[File] [PATCH] of Magdir/msdos Microsoft OneNote Package misidetfied as Microsoft Cabinet archive

Jörg Jenderek joerg.jen.der.ek at gmx.net
Tue Sep 6 22:56:07 UTC 2022


-----BEGIN PGP SIGNED MESSAGE-----
Hash: SHA1

Hello,

Some days ago i run the cleaning tool czkawka found on
https://qarmin.github.io/czkawka/. One menu item concerns bad
extensions. After running tool i looked in saved file list
results_bad_extensions.txt for bad extension examples.
One listed extension is ONEPKG.

When running file command (version 5.42) on such examples i get an
output like:

DemoNotebook.onepkg: Microsoft Cabinet archive data,
		     many, 234775 bytes, 8 files,
		     at 0x2c
		     +A "Bespechungsnotizen.one"
		     +A "Forschung.one"
		     , number 1,
		     12 datablocks, 0x1203 compression
Notebook03.onepkg:   Microsoft Cabinet archive data,
		     many, 1272589 bytes, 2 files,
		     at 0x44
		     +Utf "Editor \303\266ffnen.onetoc2"
		     +Utf "Allgemein.one"
		     , flags 0x4, number 1,
		     extra bytes 20 in head,
		     44 datablocks, 0xf03 compression
ONGuide.onepkg:      Microsoft Cabinet archive data,
		     many, 248915 bytes, 2 files,
		     at 0x44
		     + "Editor \303\266ffnen.onetoc2"
		     + "Erste Schritte - Beta 1.one"
		     , flags 0x4, number 1,
		     extra bytes 20 in head,
		     datablocks, 0xf03 compression
test-onenote.onepkg: Microsoft Cabinet archive data,
		     Windows 2000/XP setup, 3977 bytes, 1 file,
		     at 0x2c
		     +A "test-onenote.one"
		     , number 1,
		     1 datablock, 0x1203 compression

With --extension option cab or _/?_/??_ is displayed. Furthermore
with -i option only generic application/vnd.ms-cab-compressed
is shown.

For comparison reason i run the file format identification utility
TrID ( See https://mark0.net/soft-trid-e.html). This identifies all
such examples with low rate as "Microsoft Cabinet Archive" by
ark-cab.trid.xml. Many examples are described with high rate
as "Microsoft OneNote Package" by onepkg.trid.xml
(See appended trid-v-onepkg.txt.gz).

For comparison reason i also run the file format identification
utility DROID ( See https://sourceforge.net/projects/droid/). This
identifies few examples also only generic as "Windows Cabinet File"
with mime type application/vnd.ms-cab-compressed by PUID x-fmt/414.
But it complains about file suffix ONEPKG.  Many examples are
described as "Microsoft OneNote Package File" by fmt/987 (See
appended output/droid-onepkg.csv). This utility identifies onepkg by
looking for file name extension onetoc inside the first 2 KB blocks.
But this not always true, because some packages have no table of
contents.

Luckily TrID with -v option shows Related URL and file name
extension. So with this help information about file formats can be
added. That is expressed inside Magdir/msdos by comment lines like:

# URL:		https://en.wikipedia.org/wiki/Microsoft_OneNote
#		http://fileformats.archiveteam.org/wiki/OneNote
# Reference:	https://mark0.net/download/triddefs_xml.7z
#		defs/o/onepkg.trid.xml

According to that documentation ONEPKG are just CAB archive
containing Microsoft OneNote, with 3 byte file name extension one.
OneNote table of contents have file name extension ONETOC or ONETOC2.

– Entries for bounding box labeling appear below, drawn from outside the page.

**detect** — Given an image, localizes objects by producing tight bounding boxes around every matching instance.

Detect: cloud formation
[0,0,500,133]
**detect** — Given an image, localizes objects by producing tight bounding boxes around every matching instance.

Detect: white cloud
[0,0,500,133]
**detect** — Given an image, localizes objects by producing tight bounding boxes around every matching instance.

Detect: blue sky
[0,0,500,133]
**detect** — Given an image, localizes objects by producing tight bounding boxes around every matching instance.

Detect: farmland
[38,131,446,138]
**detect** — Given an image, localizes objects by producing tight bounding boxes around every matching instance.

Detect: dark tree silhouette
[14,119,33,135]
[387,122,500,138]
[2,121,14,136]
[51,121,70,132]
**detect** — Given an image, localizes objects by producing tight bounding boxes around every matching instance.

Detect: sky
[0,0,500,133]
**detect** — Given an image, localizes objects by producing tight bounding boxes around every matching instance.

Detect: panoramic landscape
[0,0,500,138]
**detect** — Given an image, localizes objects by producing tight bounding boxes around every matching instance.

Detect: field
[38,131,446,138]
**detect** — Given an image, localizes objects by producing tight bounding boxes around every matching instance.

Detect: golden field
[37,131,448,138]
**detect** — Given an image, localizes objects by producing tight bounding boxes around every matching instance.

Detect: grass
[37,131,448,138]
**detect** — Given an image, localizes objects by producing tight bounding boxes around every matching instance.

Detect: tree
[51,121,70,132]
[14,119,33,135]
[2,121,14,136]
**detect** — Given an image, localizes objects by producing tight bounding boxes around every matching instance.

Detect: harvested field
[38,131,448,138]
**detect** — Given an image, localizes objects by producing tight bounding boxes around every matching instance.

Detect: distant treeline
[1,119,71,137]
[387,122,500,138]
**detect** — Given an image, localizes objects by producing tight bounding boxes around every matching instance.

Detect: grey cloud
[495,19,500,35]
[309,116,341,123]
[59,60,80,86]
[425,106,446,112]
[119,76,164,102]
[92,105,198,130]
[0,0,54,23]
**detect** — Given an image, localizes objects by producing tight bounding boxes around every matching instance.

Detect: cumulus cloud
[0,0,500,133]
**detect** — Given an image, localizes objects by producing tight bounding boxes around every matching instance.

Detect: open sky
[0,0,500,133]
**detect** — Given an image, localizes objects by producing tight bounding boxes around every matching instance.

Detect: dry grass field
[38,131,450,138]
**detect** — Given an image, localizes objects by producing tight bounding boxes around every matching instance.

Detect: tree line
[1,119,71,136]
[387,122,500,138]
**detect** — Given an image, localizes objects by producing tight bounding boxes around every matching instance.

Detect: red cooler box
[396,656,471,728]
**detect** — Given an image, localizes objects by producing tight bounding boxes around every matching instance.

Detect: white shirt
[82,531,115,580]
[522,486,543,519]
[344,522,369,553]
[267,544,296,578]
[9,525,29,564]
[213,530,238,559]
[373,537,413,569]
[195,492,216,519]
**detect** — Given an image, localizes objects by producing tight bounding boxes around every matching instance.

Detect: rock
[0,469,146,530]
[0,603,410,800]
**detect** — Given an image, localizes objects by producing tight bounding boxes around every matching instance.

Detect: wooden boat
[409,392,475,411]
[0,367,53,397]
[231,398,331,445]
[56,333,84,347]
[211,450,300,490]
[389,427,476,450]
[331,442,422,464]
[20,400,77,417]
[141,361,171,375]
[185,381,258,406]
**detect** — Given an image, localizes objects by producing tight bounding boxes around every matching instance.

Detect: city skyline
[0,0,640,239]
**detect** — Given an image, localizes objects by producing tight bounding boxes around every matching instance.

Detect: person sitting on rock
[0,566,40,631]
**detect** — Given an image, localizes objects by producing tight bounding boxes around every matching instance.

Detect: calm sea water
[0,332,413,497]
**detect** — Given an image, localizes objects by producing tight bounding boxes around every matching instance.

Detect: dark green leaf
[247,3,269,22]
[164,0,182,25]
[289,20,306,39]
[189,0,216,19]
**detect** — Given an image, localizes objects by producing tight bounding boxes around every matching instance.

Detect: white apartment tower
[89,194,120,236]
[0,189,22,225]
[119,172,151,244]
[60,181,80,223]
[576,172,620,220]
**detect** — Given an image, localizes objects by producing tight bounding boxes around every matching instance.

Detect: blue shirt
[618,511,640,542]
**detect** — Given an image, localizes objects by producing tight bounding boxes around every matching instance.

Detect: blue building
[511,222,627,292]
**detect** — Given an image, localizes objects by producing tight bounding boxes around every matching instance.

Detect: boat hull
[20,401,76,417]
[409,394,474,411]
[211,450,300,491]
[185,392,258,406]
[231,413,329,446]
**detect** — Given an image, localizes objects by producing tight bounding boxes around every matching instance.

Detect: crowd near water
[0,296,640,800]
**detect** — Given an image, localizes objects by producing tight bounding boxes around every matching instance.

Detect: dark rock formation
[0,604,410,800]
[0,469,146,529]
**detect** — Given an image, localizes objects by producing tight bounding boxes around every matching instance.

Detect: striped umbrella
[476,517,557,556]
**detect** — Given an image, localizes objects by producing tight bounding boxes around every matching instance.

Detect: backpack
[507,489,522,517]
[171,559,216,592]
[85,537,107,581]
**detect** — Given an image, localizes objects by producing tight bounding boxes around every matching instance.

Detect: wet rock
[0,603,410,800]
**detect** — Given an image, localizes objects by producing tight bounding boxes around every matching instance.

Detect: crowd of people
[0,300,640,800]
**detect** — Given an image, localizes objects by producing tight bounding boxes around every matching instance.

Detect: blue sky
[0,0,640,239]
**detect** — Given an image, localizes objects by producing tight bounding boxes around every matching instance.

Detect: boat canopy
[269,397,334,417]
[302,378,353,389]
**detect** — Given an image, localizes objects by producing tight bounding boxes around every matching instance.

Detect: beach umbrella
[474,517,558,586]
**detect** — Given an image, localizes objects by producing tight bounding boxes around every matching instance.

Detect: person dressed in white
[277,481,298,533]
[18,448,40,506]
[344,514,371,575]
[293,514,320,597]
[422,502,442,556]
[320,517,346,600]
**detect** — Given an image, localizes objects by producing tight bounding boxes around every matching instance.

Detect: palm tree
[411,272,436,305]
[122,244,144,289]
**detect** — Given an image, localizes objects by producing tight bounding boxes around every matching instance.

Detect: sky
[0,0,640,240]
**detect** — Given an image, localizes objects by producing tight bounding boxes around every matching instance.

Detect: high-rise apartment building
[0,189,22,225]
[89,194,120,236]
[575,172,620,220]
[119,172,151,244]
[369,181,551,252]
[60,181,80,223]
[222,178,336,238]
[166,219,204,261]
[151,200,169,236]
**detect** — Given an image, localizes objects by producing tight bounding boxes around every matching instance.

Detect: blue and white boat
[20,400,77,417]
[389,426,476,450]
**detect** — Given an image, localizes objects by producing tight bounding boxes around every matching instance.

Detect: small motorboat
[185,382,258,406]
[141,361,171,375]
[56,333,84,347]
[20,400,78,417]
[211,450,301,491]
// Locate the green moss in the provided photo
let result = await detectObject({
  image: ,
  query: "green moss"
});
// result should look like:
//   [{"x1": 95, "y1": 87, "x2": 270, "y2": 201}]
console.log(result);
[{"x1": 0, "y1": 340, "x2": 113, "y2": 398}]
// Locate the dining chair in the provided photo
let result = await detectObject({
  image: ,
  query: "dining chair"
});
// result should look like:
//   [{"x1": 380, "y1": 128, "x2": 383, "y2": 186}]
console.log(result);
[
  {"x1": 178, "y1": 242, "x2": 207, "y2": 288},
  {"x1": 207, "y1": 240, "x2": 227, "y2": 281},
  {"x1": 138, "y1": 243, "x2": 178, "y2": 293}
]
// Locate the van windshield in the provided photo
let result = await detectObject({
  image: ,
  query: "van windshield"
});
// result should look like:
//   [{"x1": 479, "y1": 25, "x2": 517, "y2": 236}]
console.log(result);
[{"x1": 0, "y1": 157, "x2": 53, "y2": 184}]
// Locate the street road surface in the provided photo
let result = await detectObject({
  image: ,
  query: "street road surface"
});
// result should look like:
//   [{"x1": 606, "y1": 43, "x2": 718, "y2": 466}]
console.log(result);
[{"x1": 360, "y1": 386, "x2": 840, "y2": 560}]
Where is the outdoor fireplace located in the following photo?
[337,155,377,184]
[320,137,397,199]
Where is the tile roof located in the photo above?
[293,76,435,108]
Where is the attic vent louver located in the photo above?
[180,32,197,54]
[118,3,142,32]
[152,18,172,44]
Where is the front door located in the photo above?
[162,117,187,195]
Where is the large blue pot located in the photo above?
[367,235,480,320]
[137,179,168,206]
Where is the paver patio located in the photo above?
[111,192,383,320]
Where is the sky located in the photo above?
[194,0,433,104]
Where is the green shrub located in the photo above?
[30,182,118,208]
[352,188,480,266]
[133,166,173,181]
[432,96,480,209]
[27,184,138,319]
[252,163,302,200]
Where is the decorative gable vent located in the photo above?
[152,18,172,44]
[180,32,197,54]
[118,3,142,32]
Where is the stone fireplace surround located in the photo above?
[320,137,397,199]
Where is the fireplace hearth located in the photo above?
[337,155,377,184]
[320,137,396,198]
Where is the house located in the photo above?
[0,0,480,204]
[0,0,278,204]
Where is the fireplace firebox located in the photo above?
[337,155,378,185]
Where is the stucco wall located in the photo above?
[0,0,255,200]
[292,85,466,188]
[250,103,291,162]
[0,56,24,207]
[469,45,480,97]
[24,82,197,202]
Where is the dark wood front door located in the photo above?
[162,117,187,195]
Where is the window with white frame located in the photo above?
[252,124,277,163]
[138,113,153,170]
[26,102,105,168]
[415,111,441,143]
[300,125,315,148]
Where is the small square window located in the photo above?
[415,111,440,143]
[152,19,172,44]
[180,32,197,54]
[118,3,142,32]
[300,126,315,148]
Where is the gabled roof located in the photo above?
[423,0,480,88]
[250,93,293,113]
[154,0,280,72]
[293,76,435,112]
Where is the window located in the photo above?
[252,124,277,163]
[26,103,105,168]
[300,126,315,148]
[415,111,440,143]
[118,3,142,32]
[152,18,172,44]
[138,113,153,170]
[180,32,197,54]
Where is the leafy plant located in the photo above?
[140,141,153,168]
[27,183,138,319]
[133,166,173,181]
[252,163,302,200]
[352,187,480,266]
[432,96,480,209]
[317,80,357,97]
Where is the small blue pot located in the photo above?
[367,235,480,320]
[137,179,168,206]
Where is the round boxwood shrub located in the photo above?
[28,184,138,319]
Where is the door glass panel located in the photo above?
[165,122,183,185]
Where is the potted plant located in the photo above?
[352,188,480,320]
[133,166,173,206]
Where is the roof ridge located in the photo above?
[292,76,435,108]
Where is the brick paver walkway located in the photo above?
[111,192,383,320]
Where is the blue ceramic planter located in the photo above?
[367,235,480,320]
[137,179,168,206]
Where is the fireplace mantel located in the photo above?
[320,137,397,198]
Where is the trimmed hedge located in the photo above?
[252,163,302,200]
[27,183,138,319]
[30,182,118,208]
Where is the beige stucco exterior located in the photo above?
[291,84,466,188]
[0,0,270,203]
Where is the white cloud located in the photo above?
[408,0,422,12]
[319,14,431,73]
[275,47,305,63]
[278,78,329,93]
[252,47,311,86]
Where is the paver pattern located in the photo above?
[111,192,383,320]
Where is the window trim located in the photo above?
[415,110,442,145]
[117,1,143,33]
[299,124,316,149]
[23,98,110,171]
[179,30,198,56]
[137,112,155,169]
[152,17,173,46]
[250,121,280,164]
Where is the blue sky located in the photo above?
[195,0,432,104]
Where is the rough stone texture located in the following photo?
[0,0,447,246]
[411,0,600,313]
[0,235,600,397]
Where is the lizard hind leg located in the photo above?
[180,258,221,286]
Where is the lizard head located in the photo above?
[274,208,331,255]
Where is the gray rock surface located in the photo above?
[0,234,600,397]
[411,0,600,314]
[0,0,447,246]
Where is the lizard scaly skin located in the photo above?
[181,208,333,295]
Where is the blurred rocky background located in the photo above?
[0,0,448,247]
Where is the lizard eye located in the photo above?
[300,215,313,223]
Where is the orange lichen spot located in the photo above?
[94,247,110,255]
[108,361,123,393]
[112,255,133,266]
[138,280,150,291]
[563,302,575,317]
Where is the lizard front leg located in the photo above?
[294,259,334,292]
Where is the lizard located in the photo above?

So when looking in current output of file command, we see that first
member name is something like "Class Notes.one", "test-onenote.one",
"Open Notebook.onetoc2" or "Editor Öffnen.onetoc2". This can be
verified by unpacking command line tool via command line like:
	7z l -tcab *onepkg

The description happens inside Magdir/msdos by starting like:
0	string/b MSCF\0\0\0\0	Microsoft Cabinet archive data

No i must insert lines looking for 3 byte one file name suffix. The
jump to first member entry and looking for point character before
suffix is done by lines like:
 >>(16.l+16)	ubyte	x
 .
 >>>>&-1	search/255 	.
Now i am in branch for file name extension. After last of that kind
(that is theme for Windows 7 or 8 Theme Pack) i insert lines for
OneNote Package. This looks like:
 >>>>>&0	string/c	one		\b, OneNote Package
 !:mime	application/msonenote
 !:ext	onepkg
Instead of generic mime type application/vnd.ms-cab-compressed
or application/octet-stream i show a type mentioned on nirsoft web
site. But this is not official registered.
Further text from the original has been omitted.